Friday, January 28, 2011

29th January

You will realise that there has been some blog neglect happening here this week. This may sound a little like, "why I have not done my homework..." but I have had a couple of diversions this week. Firstly, Lester and I had to celebrate our thirtieth wedding anniversary.  Then there was the diversion of Kieran's being knocked of his bike in Sydney, by a motorist who opened her car door onto him. After an evening in RPA Emergency, he stumbled home bruised and lacerated but substantially in tact, luckily. (That is the second time that has happened in this family. John Rosen was swiped in Hamilton many years ago when he was living in Newcastle.) Then I became involved in the addictive and time consuming process of searching the net's real estate pages, looking for a place for Bernie and Jac to buy.
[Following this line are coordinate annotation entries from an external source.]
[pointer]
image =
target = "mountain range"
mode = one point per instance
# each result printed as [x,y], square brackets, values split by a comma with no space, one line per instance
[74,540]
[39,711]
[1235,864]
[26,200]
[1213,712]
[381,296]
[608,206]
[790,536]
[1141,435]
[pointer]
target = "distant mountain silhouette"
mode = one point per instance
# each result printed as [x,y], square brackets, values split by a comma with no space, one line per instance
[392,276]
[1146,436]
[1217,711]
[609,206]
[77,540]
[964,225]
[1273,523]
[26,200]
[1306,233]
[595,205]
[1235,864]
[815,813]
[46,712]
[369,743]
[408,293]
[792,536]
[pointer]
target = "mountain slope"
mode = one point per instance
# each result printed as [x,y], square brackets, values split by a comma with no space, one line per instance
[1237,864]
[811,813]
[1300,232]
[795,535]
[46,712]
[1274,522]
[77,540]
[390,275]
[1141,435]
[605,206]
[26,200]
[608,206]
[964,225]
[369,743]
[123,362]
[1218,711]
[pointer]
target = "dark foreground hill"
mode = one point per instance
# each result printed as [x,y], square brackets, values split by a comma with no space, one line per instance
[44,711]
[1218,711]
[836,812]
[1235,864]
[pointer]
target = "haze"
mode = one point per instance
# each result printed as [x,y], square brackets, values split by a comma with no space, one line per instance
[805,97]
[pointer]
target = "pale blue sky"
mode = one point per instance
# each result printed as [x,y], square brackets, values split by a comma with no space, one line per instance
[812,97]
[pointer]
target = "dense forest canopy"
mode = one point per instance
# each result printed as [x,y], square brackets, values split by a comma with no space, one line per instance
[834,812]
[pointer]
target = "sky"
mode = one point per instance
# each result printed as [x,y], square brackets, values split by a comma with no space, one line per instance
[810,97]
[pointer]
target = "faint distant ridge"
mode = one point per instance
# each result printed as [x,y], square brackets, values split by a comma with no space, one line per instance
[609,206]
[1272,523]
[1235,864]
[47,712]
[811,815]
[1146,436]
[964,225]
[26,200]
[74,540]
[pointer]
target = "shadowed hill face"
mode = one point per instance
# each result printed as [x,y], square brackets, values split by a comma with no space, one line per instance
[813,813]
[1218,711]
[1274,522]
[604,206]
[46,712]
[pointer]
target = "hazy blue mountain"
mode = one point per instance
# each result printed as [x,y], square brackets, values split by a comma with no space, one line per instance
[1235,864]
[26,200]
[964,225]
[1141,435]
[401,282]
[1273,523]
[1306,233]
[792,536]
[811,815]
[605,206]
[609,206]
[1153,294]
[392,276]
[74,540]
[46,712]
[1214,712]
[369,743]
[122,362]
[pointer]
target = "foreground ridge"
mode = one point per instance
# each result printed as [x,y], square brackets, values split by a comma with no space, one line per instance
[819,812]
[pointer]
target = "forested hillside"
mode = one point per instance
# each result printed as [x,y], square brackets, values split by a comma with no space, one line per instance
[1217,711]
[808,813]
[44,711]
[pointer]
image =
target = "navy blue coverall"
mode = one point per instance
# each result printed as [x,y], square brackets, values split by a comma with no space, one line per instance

This took a few evenings and today they have a list of twenty places to "open house" (yes, I know it's not a verb!) today. And then there was the fire..... really! Skip the next paragraph if you  think this is a lame excuse.

Sally (hero dog) slept inside  on Monday night as there was thunder and she was freaking out, as she does. About 3.30 she came into the bedroom and pawed at the bed, which I tried to ignore. She kept circling the bed (her toe nails annoyingly clicking on the boards and even pestering Lester on his side of the bed. Needless to say we were getting pretty annoyed with her. I tried to get her to go downstairs but she wouldn't budge from standing next to Lester. I eventually gave up, defeated  and dozed off, only to be awoken by an explosive noise and bright orange light and commotion coming in the window from the balcony. The house over the road was fiercely burning and billowing black smoke filled the street. So, Sally was obviously able to smell it before it blew the windows of the house out. The rest of the night was filled with five fire trucks, multiple ambulance and police vehicles; all whirring and wizzing their red and blue lights...so that was all the sleep we got. My excuse...I went to bed early on Tuesday. (P.S. No-one was in the house. The tenant had moved out that afternoon. We apologised to Sally and have been very nice to her since!)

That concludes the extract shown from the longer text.